Não é engraçado pensar quantos somos em um só? Não se trata
de sermos duas caras ou de ser falso, mas de estarmos em construção. Não somos
seres prontos e programados por completo. Tampouco somos coerentes. Pelo
contrário, existe no interior de cada um de nós um pouquinho de “metamorfose
ambulante”. O que será que muda em nós por falarmos tão diferente quando
estamos entre amigos e quando estamos diante de uma multidão? Dá uma vontade de dizer que é a
timidez não é? Se for, a coisa fica mais complicada ainda. Então quer dizer que
uma característica minha – no caso, a timidez – faz com que eu seja duas
pessoas: a que fala bem e a que gagueja. Agora multiplique cada característica
sua por pelo menos dois efeitos diferentes em você que ela proporciona. E ai,
quantos milhões de “seres” cabem no seu ser?

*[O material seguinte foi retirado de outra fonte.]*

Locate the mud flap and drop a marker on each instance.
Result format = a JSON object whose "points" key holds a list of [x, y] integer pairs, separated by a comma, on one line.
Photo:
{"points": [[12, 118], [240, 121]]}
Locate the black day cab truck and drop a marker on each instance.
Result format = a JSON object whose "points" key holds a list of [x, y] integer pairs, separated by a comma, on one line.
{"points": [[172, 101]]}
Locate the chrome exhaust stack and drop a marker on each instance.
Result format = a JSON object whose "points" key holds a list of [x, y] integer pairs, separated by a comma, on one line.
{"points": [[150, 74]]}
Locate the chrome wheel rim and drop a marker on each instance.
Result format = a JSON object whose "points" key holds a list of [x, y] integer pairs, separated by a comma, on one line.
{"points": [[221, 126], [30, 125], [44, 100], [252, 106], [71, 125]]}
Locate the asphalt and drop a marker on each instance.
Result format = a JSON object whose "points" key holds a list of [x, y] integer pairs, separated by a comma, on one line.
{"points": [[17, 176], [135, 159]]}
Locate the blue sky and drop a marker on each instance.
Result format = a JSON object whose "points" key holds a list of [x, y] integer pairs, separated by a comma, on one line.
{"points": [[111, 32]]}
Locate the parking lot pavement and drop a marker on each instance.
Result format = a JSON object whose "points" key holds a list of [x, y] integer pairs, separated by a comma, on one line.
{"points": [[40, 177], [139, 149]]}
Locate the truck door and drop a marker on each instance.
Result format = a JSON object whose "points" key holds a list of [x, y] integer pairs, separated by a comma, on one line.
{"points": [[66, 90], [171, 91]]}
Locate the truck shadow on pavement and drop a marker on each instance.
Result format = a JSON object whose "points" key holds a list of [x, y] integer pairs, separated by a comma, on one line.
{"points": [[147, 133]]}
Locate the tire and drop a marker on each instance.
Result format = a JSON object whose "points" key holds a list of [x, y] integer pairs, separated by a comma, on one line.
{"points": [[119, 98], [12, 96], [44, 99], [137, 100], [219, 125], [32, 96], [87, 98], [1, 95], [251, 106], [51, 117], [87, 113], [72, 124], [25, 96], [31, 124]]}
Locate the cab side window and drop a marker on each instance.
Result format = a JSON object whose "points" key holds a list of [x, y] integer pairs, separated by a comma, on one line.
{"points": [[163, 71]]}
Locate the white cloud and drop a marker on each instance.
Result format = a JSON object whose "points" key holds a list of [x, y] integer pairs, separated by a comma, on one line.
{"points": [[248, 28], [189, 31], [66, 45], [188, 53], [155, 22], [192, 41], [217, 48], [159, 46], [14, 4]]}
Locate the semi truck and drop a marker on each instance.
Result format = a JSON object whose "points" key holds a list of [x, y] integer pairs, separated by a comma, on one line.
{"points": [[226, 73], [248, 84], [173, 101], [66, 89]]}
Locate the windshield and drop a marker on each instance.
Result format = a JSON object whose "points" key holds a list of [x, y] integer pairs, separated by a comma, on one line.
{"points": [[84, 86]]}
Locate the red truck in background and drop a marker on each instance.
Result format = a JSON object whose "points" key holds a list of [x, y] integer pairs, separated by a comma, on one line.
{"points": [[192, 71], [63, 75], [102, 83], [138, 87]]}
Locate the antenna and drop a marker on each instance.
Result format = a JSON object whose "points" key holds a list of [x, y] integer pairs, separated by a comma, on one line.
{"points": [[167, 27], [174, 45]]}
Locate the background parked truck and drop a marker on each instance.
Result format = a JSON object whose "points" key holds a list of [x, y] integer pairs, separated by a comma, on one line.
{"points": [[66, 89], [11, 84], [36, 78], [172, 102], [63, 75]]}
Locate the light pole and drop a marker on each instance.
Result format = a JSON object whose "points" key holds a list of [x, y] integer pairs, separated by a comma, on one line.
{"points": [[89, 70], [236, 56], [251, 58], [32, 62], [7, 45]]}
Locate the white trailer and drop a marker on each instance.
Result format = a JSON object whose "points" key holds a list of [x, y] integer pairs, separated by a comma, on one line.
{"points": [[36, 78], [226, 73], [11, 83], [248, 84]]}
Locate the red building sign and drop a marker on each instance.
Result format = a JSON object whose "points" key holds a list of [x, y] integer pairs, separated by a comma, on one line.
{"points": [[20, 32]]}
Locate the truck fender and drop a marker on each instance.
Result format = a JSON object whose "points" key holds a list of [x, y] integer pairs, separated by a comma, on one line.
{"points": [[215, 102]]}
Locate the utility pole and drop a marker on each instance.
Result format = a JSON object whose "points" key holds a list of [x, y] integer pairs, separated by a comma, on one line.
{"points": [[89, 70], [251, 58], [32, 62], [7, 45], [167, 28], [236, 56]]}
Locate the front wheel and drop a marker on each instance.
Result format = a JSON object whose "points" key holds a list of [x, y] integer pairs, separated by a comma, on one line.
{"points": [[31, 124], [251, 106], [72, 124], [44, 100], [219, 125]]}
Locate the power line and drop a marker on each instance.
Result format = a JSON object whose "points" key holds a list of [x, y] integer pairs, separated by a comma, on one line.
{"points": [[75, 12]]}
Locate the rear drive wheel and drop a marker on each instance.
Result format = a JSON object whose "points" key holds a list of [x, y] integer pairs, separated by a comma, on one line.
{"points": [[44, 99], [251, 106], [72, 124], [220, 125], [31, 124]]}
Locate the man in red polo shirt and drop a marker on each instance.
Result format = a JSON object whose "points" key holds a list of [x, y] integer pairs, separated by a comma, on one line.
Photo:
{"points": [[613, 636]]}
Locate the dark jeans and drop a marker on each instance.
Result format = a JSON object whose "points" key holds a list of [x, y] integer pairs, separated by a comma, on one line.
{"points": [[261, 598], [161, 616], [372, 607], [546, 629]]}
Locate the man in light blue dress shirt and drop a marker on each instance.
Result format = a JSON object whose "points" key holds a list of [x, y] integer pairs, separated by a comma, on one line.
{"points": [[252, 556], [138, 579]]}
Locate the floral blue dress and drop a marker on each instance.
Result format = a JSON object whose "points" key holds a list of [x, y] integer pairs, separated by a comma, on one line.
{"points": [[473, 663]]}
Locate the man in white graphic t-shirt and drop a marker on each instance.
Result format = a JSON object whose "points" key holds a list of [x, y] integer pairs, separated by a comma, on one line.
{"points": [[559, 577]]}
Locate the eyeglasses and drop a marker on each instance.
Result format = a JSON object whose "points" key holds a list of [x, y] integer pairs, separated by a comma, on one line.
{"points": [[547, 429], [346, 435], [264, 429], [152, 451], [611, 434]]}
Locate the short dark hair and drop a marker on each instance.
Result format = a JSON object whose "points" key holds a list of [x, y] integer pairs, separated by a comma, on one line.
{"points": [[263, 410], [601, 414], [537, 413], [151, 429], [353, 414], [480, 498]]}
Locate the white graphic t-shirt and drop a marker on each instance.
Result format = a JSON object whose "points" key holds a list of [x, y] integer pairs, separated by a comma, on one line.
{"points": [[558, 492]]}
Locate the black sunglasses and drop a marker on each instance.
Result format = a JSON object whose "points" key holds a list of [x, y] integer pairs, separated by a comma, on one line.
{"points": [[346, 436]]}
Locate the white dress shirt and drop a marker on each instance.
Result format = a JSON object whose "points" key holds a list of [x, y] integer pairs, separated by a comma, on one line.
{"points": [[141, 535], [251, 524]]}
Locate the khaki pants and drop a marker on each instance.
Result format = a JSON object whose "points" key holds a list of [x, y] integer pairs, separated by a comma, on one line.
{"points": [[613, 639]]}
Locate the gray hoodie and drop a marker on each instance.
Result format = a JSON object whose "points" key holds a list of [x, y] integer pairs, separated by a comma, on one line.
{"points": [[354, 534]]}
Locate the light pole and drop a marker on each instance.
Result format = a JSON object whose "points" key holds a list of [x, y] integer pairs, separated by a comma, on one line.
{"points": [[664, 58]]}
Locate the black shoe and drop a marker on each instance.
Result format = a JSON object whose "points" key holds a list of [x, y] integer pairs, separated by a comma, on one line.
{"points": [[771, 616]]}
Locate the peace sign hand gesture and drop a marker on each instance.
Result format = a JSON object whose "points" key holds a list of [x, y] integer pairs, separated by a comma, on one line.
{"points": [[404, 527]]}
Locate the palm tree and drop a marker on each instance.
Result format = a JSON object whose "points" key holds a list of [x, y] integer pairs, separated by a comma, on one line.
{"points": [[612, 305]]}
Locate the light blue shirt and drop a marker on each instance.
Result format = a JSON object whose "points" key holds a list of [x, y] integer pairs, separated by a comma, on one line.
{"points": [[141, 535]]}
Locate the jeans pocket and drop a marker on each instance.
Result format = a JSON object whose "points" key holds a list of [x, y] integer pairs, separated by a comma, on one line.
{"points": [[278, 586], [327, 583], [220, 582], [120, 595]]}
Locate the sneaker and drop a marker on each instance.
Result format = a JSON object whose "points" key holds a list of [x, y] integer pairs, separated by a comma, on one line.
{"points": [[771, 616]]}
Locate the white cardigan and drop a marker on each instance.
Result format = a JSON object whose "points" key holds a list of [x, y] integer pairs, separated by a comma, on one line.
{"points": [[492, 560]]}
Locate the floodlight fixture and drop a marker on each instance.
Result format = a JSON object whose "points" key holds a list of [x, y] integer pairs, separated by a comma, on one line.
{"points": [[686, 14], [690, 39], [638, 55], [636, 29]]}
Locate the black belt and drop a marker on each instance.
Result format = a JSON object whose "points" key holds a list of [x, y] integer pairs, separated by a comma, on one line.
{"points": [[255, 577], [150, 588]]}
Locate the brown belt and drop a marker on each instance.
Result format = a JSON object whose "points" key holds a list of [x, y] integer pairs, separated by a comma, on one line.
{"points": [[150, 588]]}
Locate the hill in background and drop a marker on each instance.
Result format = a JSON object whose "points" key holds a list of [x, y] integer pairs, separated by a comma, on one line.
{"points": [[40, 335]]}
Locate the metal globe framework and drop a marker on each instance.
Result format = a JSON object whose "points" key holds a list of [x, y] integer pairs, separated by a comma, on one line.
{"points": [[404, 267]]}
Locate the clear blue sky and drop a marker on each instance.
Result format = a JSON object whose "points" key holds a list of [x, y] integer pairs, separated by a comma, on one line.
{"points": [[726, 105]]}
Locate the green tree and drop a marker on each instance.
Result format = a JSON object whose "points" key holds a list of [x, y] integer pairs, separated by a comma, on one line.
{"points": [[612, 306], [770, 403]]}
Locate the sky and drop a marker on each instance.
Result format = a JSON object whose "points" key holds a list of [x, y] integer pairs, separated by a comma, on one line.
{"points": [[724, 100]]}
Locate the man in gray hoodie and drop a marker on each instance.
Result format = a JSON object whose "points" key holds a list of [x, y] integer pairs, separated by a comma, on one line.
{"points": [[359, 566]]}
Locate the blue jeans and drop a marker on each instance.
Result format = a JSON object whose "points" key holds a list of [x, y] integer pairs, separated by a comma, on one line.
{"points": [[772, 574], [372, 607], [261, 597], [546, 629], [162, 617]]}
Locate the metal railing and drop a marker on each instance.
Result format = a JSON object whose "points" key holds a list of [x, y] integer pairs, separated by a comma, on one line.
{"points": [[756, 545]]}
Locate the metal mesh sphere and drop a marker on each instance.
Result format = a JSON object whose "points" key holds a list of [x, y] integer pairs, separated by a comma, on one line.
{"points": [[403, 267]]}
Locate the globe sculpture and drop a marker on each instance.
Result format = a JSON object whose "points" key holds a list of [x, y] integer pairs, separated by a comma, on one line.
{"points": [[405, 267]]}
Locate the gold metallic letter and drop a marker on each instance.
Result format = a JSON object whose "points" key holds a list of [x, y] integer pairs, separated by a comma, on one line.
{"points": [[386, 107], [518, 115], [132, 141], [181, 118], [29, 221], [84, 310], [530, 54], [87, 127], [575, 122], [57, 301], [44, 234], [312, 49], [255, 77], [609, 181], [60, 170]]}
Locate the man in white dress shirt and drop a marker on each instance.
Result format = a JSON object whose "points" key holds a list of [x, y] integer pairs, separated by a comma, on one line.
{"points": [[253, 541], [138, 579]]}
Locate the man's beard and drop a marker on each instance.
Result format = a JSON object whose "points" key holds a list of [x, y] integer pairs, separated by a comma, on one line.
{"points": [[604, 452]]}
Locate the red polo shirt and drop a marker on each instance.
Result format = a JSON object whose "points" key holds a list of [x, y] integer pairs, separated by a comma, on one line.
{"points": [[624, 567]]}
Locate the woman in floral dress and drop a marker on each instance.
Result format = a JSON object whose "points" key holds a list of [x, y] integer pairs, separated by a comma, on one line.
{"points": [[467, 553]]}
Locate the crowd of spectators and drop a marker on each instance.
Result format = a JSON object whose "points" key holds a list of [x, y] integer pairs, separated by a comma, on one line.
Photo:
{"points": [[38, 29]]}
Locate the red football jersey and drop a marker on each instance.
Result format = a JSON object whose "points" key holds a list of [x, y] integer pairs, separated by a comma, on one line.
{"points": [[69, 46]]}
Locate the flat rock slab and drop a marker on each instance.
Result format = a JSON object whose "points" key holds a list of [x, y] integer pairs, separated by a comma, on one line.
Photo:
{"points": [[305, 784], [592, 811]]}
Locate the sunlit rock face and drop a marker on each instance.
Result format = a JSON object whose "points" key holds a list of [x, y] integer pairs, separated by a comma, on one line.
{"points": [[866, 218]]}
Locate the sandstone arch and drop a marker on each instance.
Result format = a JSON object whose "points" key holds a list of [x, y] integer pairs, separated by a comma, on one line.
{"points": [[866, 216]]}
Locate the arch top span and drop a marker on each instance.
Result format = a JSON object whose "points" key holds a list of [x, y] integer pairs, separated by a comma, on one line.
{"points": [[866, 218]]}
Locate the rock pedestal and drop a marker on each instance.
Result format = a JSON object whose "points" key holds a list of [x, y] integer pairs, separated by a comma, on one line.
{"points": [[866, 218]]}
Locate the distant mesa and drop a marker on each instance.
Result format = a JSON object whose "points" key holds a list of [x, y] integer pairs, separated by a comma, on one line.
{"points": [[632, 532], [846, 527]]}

E a nossa “incoerência” fica mais engraçada quando
se trata daquela pessoa em quem estamos interessados. Quem nunca ficou sem
assunto com a pessoa que mais gostaria de conversar enquanto esbanja conteúdo
com tantas outras pessoas? Realmente não nascemos pra ser um só, mas quem
inventou isso de sermos menos interessante, menos corajosos, menos confiantes
logo com quem nós gostaríamos de ser?
Deve ser um grande piadista quem inventou isso de
nos atrapalharmos tanto, quando parece chegar a hora. Ou talvez seja projeto de
Deus pra, de certa forma, amenizar as projeções. Quando temos a intenção de
amar, mais do que ver coisas boas em quem ama, temos a característica de sermos
nós mesmos. Quem gosta de verdade não faz teatros, pois não consegue fazê-los.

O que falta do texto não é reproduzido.